La situazione era diventata così critica che Artur Mas, presidente della Catalogna, è dovuto arrivare all'interno del Parlamento in elicottero, visto che via terra non c'era alcuna possibilità di passare.
La scintilla che ha innescato il tutto sono i tagli sociali, che proprio martedì si sarebbero dovuti discutere nell'ambito dell'approvazione della legge di bilancio. Anche la ricca Catalogna (un po' la Lombardia iberica) deve fare i conti con la crisi durissima che sta colpendo la Spagna e le misure drastiche sono necessarie per venirne fuori.
Ma di pura scusa si tratta, se è vero come è vero che la gioventù che ha messo radici a Barcellona è il massimo esempio dell'anticonformismo ribelle d'Europa. Il centro storico della città (Barrio Gotico, Raval, Born, La Ribera) è il cratere di un vulcano acceso stracolmo di magma incadescente, pronto a eruttare da un momento all'altro. Per capirlo basta fare una passeggiata da quelle parti: dalle case “alternative” dei giovani “alternativi” viene fuori una canzone di Manu Chao., guru dei “no global” di tutto il mondo che proprio a Barcellona gestisce una sorta di via di mezzo tra un pub e una comune. In queste zone la voglia di ribellione è incredibilmente diffusa. Altro che periferie parigine.

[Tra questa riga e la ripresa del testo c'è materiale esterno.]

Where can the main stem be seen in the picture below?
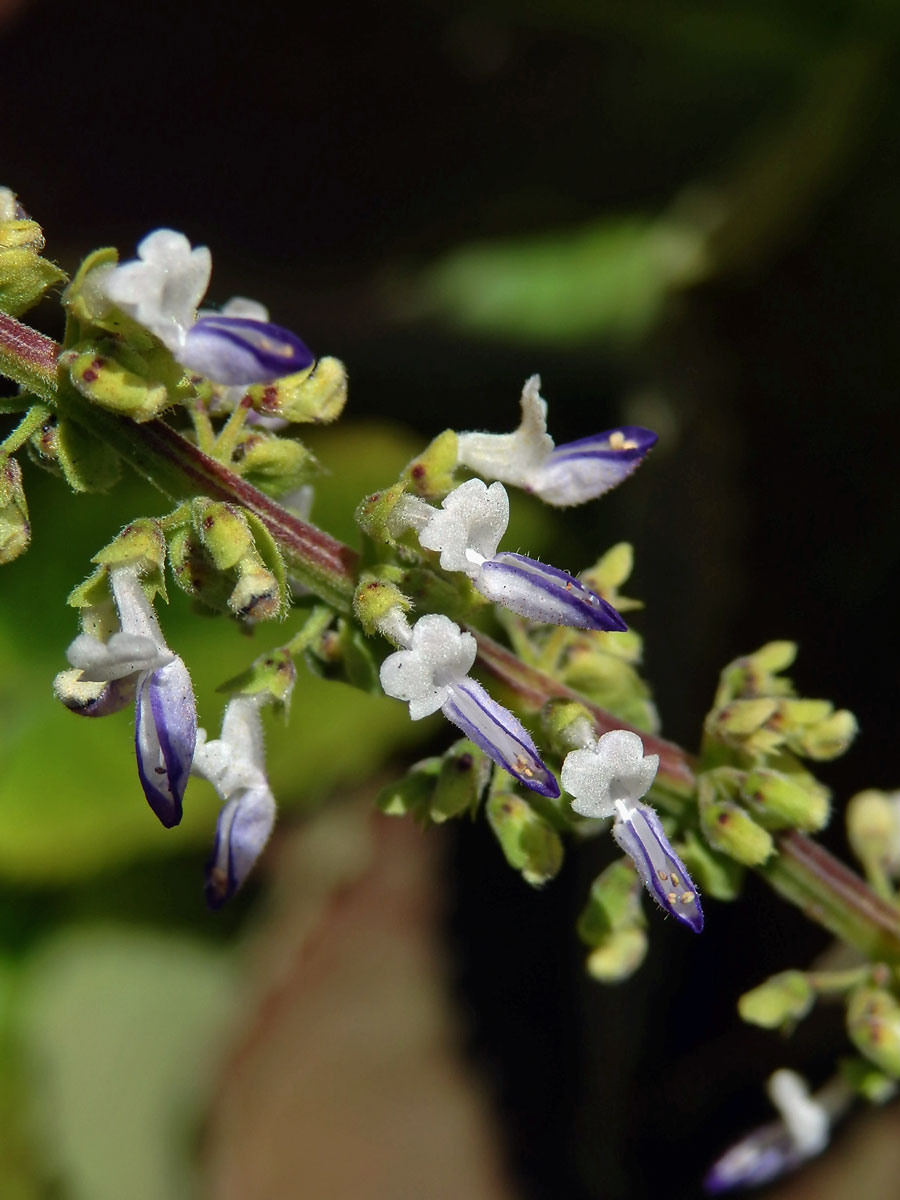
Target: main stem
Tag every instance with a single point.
(802, 870)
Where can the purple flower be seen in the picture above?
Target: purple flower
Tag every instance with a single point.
(778, 1147)
(606, 779)
(431, 673)
(467, 531)
(235, 766)
(162, 289)
(561, 475)
(135, 661)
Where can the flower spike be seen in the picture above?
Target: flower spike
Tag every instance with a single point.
(606, 779)
(162, 291)
(562, 475)
(467, 531)
(431, 673)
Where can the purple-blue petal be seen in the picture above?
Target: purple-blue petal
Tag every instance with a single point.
(241, 832)
(239, 351)
(544, 593)
(496, 731)
(165, 738)
(765, 1155)
(581, 471)
(665, 876)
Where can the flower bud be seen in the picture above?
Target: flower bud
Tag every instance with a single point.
(15, 525)
(317, 394)
(780, 1001)
(431, 474)
(795, 801)
(618, 955)
(463, 775)
(529, 844)
(874, 1027)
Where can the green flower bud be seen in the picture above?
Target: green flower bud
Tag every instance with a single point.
(529, 844)
(461, 783)
(431, 475)
(874, 829)
(373, 514)
(618, 955)
(373, 599)
(726, 826)
(223, 531)
(317, 394)
(715, 875)
(874, 1027)
(276, 465)
(15, 525)
(411, 796)
(783, 1000)
(787, 801)
(613, 904)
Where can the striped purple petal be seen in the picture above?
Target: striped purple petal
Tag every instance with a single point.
(640, 833)
(499, 735)
(165, 738)
(582, 471)
(239, 351)
(544, 593)
(243, 831)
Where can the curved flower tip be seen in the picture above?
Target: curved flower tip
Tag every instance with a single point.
(778, 1147)
(499, 735)
(165, 738)
(245, 825)
(544, 593)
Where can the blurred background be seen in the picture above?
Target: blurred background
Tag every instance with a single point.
(682, 215)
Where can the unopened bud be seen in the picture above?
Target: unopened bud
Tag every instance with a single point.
(465, 772)
(781, 1000)
(529, 844)
(874, 1027)
(797, 801)
(431, 474)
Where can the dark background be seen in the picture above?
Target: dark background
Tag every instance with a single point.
(328, 155)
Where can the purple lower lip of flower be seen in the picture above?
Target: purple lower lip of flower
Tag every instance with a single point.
(243, 831)
(239, 351)
(641, 835)
(581, 471)
(765, 1155)
(545, 593)
(165, 738)
(499, 735)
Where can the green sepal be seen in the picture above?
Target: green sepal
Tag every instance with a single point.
(141, 544)
(316, 395)
(373, 513)
(715, 875)
(461, 783)
(867, 1080)
(24, 276)
(725, 825)
(15, 523)
(779, 1002)
(613, 904)
(873, 828)
(273, 675)
(411, 795)
(431, 473)
(874, 1027)
(88, 463)
(223, 529)
(529, 844)
(274, 463)
(780, 799)
(373, 599)
(618, 955)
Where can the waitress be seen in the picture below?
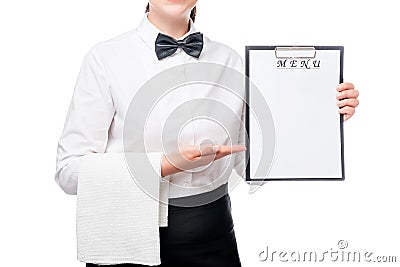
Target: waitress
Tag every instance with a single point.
(111, 73)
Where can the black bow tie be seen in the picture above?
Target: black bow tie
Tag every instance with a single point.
(191, 44)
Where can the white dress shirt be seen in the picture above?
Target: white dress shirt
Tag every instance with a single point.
(111, 73)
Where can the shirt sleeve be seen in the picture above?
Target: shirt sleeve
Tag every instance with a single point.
(88, 119)
(86, 126)
(239, 164)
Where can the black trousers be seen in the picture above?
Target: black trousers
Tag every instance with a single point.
(197, 236)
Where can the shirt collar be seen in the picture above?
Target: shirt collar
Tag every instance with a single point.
(148, 31)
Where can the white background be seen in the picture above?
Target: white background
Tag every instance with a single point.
(42, 48)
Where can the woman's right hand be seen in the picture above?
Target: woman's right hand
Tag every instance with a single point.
(190, 157)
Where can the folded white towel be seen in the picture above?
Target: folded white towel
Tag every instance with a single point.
(117, 222)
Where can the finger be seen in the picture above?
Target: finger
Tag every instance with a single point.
(347, 112)
(344, 86)
(200, 161)
(238, 148)
(208, 149)
(351, 102)
(351, 93)
(227, 150)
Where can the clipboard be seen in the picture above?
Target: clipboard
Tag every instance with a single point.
(298, 83)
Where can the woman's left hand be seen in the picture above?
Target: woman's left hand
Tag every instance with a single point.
(347, 99)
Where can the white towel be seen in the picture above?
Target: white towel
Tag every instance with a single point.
(116, 221)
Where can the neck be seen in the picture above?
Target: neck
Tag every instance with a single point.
(175, 27)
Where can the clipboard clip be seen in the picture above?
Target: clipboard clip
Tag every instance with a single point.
(295, 52)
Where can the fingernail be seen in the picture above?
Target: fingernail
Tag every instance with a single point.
(215, 147)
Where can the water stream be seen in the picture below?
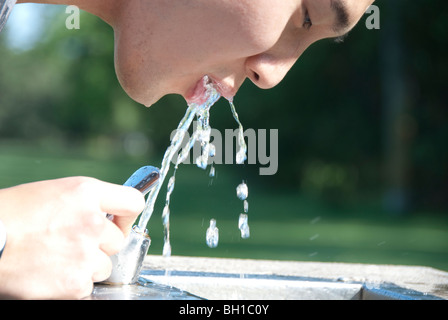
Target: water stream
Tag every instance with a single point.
(202, 135)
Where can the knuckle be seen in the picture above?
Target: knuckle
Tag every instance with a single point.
(78, 285)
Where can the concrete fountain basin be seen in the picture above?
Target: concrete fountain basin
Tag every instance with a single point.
(190, 278)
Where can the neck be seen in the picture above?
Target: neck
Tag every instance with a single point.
(105, 9)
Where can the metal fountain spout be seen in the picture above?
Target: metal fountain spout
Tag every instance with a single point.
(127, 264)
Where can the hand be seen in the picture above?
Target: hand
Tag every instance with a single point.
(59, 240)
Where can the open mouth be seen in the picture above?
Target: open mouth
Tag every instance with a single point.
(199, 93)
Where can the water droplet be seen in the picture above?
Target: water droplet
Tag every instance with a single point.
(212, 172)
(243, 225)
(212, 235)
(246, 206)
(171, 183)
(167, 249)
(212, 150)
(242, 191)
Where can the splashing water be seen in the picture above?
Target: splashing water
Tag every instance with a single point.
(242, 191)
(202, 135)
(212, 234)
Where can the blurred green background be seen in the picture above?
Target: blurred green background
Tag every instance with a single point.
(363, 132)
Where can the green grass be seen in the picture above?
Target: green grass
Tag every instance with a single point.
(284, 225)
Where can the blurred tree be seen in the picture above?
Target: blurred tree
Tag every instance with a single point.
(330, 109)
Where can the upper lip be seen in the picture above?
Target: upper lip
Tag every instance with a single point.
(197, 92)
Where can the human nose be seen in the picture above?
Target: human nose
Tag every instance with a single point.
(266, 70)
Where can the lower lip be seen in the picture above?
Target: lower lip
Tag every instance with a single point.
(197, 93)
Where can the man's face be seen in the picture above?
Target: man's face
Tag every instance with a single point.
(164, 47)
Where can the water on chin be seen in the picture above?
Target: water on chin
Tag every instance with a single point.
(202, 135)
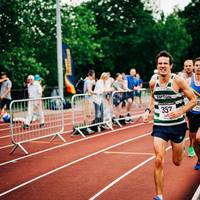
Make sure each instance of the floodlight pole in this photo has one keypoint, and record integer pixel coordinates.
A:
(59, 49)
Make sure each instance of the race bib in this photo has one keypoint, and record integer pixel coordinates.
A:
(197, 107)
(165, 109)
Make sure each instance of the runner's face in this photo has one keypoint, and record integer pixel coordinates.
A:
(197, 67)
(188, 66)
(163, 66)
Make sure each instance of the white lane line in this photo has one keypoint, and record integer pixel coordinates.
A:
(6, 136)
(73, 142)
(71, 163)
(196, 194)
(123, 176)
(10, 145)
(127, 153)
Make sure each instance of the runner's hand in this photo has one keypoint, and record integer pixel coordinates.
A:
(175, 114)
(146, 117)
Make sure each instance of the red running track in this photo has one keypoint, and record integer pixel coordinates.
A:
(110, 165)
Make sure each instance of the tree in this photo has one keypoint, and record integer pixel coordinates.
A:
(79, 31)
(192, 17)
(127, 35)
(173, 37)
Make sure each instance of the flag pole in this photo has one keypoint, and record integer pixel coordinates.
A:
(59, 49)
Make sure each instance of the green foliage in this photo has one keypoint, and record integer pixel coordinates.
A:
(19, 63)
(126, 33)
(106, 35)
(191, 15)
(174, 38)
(79, 31)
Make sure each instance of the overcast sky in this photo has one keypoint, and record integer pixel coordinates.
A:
(165, 5)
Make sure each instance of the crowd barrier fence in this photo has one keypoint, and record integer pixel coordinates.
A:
(103, 110)
(34, 119)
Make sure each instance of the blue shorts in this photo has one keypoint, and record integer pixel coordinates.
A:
(175, 133)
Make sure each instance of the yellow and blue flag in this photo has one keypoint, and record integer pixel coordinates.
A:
(69, 70)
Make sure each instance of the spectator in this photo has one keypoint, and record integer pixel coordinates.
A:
(138, 92)
(118, 98)
(132, 82)
(88, 89)
(34, 92)
(5, 92)
(100, 90)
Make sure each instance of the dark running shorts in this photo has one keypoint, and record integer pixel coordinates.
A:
(129, 95)
(4, 102)
(175, 133)
(194, 122)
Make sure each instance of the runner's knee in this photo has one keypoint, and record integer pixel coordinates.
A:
(159, 161)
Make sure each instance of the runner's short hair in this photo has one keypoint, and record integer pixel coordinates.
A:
(91, 72)
(196, 59)
(164, 54)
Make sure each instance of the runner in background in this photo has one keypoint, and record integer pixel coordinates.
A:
(132, 82)
(5, 95)
(167, 101)
(194, 113)
(187, 73)
(138, 93)
(34, 92)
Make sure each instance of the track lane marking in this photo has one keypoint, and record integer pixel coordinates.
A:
(126, 174)
(69, 143)
(71, 163)
(128, 153)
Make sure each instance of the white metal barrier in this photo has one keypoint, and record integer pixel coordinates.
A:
(33, 119)
(91, 111)
(121, 100)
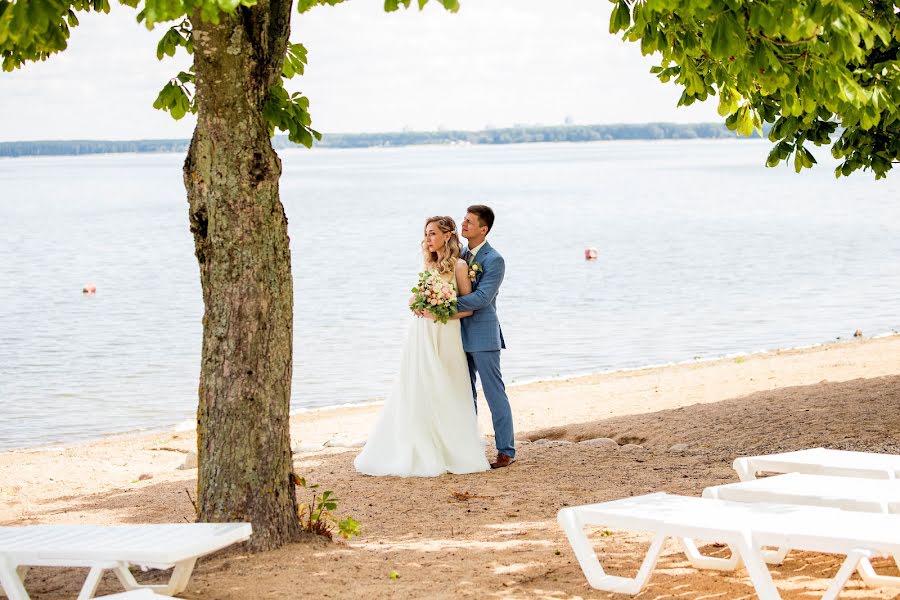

Se scoppiasse una rivolta a Barcellona sarebbe il centro ad essere messo a ferro e fuoco, con tutto ciò che ne conseguirebbe.
Ha il suo bel da fare Artur Mas a invitare alla calma, ha condannare (giustamente) ogni episodio di violenza, a chiedere ai giovani di “lasciar lavorare la democrazia”. Di democrazia, quegli stessi giovani, non ne hanno vista molta. E non perché non ci fosse. Molto più semplicemente perché, nonostante vivano in una delle città più tolleranti e all'avanguardia d'Europa, hanno preferito chiudersi nella loro ridotta ai lati della Rambla per sognare un mondo utopico e irreale, privo di regole e leggi da rispettare, intriso della più stucchevole retorica pauperistica ed egualitaria.
Ecco perché non si possono prendere sottogamba gli scontri di pochi giorni fa. Barcellona non è Madrid. I manifestanti catalani non sono “indignati” ma incazzati furiosamente nei confronti di un sistema sociale, politico ed economico che non riescono ad accettare e che non vogliono solo migliorare o rendere più umano bensì distruggerlo completamente per fare spazio ai loro sogni hippy fuori tempo massimo.
Gli episodi di contestazione giovanile degli ultimi tempi vanno rispettati e compresi, a volte anche condivisi se necessario. Ma tra le sacrosante rivendicazioni di una generazione tradita e smarrita, precaria e senza futuro, e la volontà manifesta di buttare tutto in caciara e iniziare a menare le mani c'è una bella differenza. Tutta da cogliere, ovviamente, se vogliamo evitare altre Seattle, Goteborg o Genova.